Semasa hidupnya, kata Teguh, nama Letnan Kolonel Soeharto tidak lepas dari perang merebut kembali Ibu Kota Republik Indonesia, Yogyakarta, 1 Maret 1949, atau dikenal dengan istilah "Serangan Umum 1 Maret 1949".
Menurut dia, masih relatif banyak hal yang telah dilakukan Pak Harto demi bangsa ini. Misalnya, berhasil menegaskan eksistensi Indonesia sebagai bangsa yang besar.
Jasa Sang Tokoh
Situs infoindonesiakita.com mencatat jasa-jasa-Pak Harto, antara lain, membangun 999 masjid Amal Bakti Muslim Pancasila, memberikan lahan pertanian dan perkebunan bagi jutaan petani lewat program Transmigrasi berikut uang saku hingga setahun penuh.

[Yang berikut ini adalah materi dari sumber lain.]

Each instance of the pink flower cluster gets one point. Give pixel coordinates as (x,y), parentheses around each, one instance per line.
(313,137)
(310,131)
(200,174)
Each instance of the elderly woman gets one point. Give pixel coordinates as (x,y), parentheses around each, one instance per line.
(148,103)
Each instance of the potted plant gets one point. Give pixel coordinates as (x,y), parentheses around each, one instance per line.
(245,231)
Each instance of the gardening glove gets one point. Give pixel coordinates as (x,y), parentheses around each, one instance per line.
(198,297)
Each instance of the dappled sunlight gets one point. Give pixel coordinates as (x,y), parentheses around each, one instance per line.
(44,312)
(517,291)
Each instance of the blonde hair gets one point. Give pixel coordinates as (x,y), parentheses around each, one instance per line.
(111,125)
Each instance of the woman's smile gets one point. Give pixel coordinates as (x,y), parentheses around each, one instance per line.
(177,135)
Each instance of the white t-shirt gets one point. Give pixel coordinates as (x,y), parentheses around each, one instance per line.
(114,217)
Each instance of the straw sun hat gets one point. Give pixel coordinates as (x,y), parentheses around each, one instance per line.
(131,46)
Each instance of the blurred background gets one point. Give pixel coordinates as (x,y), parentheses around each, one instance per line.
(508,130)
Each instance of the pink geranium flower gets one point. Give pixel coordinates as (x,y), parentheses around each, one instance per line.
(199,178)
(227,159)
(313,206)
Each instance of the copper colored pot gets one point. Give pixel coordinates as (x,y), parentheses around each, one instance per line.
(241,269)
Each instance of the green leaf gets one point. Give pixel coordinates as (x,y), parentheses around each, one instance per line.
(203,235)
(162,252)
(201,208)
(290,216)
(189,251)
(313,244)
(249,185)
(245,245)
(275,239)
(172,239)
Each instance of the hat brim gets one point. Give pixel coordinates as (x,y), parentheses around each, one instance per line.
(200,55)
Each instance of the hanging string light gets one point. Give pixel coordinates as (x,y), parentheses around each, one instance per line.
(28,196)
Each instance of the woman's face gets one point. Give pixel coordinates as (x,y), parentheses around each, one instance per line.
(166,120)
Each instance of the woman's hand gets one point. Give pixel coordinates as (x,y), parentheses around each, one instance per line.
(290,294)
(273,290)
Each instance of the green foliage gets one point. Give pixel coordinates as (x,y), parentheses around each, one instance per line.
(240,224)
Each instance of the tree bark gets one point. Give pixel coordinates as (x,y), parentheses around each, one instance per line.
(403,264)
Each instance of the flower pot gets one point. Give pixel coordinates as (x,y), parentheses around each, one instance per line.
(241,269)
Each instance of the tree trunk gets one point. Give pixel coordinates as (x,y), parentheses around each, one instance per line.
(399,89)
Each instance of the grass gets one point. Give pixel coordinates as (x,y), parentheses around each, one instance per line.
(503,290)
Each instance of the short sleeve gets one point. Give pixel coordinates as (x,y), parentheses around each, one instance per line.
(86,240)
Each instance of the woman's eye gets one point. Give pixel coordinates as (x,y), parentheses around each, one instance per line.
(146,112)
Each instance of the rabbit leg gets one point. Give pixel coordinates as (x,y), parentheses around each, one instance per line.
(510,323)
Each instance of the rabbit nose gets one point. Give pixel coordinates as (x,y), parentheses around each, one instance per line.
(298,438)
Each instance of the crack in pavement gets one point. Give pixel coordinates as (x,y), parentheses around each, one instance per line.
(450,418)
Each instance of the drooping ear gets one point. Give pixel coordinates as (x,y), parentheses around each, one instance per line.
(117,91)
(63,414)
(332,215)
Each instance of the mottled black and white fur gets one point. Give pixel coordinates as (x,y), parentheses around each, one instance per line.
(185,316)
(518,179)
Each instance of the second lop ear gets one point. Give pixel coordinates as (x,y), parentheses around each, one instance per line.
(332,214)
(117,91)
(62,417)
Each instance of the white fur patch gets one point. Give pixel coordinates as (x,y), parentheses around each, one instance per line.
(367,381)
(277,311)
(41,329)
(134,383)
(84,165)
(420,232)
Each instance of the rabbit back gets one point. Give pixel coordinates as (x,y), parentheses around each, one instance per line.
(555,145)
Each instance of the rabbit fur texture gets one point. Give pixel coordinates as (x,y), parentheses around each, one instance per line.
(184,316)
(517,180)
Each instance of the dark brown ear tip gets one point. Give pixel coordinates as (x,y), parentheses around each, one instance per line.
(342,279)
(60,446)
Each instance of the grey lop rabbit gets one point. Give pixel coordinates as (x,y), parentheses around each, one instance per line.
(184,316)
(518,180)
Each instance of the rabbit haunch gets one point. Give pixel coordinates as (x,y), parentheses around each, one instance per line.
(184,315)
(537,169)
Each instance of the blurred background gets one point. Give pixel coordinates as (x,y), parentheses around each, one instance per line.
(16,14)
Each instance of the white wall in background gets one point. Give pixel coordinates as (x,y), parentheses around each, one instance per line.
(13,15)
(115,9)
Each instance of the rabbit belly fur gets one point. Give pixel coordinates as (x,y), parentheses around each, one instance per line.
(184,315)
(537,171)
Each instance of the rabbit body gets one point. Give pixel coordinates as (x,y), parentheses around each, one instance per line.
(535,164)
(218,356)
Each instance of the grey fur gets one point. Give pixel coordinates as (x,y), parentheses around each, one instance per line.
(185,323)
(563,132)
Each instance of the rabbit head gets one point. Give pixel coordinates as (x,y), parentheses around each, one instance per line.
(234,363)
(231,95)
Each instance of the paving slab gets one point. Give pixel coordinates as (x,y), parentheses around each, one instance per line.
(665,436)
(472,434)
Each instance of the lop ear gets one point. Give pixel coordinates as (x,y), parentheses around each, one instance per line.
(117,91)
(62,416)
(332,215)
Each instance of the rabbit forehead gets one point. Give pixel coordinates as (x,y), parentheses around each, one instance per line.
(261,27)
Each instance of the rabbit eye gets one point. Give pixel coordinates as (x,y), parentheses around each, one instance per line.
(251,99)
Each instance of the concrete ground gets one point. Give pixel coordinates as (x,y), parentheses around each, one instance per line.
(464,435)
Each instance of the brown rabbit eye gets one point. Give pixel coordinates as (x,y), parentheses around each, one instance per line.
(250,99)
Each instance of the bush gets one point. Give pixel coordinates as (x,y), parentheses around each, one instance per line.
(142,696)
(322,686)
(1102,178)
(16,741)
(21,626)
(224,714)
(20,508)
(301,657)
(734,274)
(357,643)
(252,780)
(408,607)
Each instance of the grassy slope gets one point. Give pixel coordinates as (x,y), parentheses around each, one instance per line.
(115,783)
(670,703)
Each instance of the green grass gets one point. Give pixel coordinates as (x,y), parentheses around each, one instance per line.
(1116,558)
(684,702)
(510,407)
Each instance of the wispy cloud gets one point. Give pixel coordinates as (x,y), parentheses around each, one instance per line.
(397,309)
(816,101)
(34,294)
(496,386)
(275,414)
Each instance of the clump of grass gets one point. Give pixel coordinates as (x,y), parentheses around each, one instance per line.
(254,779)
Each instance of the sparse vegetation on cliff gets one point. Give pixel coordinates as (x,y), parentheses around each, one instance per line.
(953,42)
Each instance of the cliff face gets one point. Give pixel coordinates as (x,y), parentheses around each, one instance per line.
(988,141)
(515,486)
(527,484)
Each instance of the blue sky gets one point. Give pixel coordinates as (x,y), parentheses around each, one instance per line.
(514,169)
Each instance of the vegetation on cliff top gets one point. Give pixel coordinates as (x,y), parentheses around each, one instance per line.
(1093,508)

Selain itu, membangun berbagai tol, seperti Jagorawi, Anyer, dan Cikampek, kemudian membangun Pelabuhan Tanjung Priok dan Bandara Soekarno Hatta, memberikan beasiswa Supersemar bagi jutaan siswa dan mahasiswa di seluruh Indonesia.
Membangun dan mengembangkan BUMN, seperti Pertamina, Elnusa, Garuda, Industri Pesawat Terbang Nusantara (IPTN), PT Industri Kereta Api (Inka), PT Penataran Angkatan Laut (PAL) Indonesia, dan sebagainya sehingga bangsa Indonesia bisa membuat kapal dan pesawat sendiri.
Begitu pula, Gus Dur. Web muslimoderat.net mencatat ada enam jasa mantan Ketua Umum Pengurus Besar Nahdlatul Ulama (PBNU) itu, yakni sebagai Bapak Tionghoa Indonesia, beberapa kali menyelamatkan tenaga kerja Indonesia (TKI) dari kematian, pernah menampung puluhan TKI yang dideportasi, mendirikan serikat buruh pada masa mencekam, dan membuat peraturan yang proburuh.
Alasan kenapa belum dianugerahi gelar pahlawan nasional? Wakil Ketua Dewan Gelar Jimly Asshiddiqie, sebagaimana yang diwartakan news.okezone.com pada hari Jumat (27/11), menegaskan bahwa pemerintah lebih memilih pahlawan yang berasal dari abad ke-17 dan abad ke-18. Jadi, bukan lantaran tokoh itu tidak memiliki kualifikasi.
Dewan Gelar (bisa dikatakan) selektif dan profesional dalam menentukan siapa saja yang akan mendapat gelar tersebut. Sebagaimana diketahui bahwa Wiranto yang notabene Menteri Koordinator Bidang Politik, Hukum, dan Keamanan pernah menjabat jabatan yang sama pada era pemerintahan Gus Dur.
Di sisi lain, posisi Ketua Umum Tim Peneliti dan Pengkaji Gelar Pusat (TP2GP) adalah Menteri Sosial RI Khofifah Indar Parawansa yang pernah sebagai Menteri Negara Pemberdayaan Perempuan pada zaman Gus Dur. Tim ini yang mengajukan nama calon pahlawan nasional kepada kepada Presiden RI melalui Dewan Gelar, Tanda Jasa, dan Tanda Kehormatan guna mendapatkan persetujuan penganugerahan pahlawan nasional.
Publik juga tahu bahwa Wiranto pada masa pemerintahan Presiden H.M. Soeharto pernah sebagai Menteri Pertahanan dan Keamanan, Panglima ABRI, bahkan sebelumnya pernah sebagai ajudan presiden ke-2 RI itu.
Namun, yang lebih penting dalam penganugerahan gelar pahlawan nasional adalah melahirkan patriot-patriot baru. Makin cinta tanah air, makin tinggi daya juang anak bangsa ini untuk kemajuan dan kejayaan NKRI.